Si le film démarre au printemps 1936 dans une Palestine administrée par les Britanniques depuis la fin de la Première Guerre mondiale et la chute de l’Empire ottoman, c’est la déclaration Balfour de 1917 prônant "un foyer national pour le peuple juif" qui sous-tend tous les événements qui vont se précipiter à Jérusalem et dans le petit village de Al Basma, les deux épicentres de l’intrigue écrite par la réalisatrice. Car l’équilibre est précaire et la tension monte dangereusement entre les habitants arabes et les colons juifs de plus en plus nombreux, avec la propriété de la terre et le travail ouvrier comme enjeux immédiats, et un occupant britannique jouant un trouble jeu alimenté par des promesses (la commission Peel devrait trouver des solutions équitables…) et une fermeté policière et militaire croissante face aux débordements. Grève générale, rébellion, contre-insurrection : c’est l’escalade et la perspective d’une partition du territoire met le feu aux poudres…

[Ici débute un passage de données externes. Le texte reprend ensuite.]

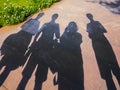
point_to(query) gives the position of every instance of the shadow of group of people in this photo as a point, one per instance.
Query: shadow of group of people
(61, 54)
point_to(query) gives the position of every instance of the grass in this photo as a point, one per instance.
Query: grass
(15, 11)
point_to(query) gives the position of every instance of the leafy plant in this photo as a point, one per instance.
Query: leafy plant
(15, 11)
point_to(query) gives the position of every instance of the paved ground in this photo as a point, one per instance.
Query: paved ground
(74, 10)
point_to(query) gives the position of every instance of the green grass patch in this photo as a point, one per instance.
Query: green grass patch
(15, 11)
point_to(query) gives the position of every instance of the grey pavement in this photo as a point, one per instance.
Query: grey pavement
(73, 10)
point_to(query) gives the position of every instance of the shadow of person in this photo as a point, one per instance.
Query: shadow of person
(13, 50)
(40, 49)
(105, 56)
(69, 60)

Naviguant avec fluidité entre de multiples personnages, de l’univers des privilégiés de la journaliste Khulood (Yasmine Al Massri) et de son mari Amir (Dhafer L'Abidine), aux campagnes avec la famille de la jeune Afra (Wardi Eilabouni) incluant notamment sa mère Rabab (Yafa Bakri) et sa grand-mère (Hiam Abbass), mais aussi le petit cireur de chaussures Kareem (Ward Helou), en passant par les rebelles Khalid (Saleh Bakri) et Yusuf (Karim Daoud Anaya) qui relie tous les mondes, le tout sans oublier les représentants officiels britanniques (Jeremy Irons, Billy Howle, Robert Aramayo), Annemarie Jacir tisse une fresque captivante et très instructive. Naturellement passionné, engagé (il n’y a aucun contrechamp sur le point de vue juif), résistant et assez féministe, le film mêle avec le bon dosage le mélodrame et la restitution historique pour retracer un brûlant croisement de l’Histoire dont les flammes n’ont pas cessé malheureusement de croître depuis près de 90 ans. Mais pour envisager l’avenir, mieux vaut toujours savoir dans quel feu le passé a été forgé.

Palestine 36 a été produit par Philistine Films (Palestine) avec Autonomous (Royaume-Uni), Corniche Media (Royaume-Uni), MK Productions (France) et Snowglobe (Danemark). Les sociétés françaises mk2 et Lucky Number pilotent les ventes internationales.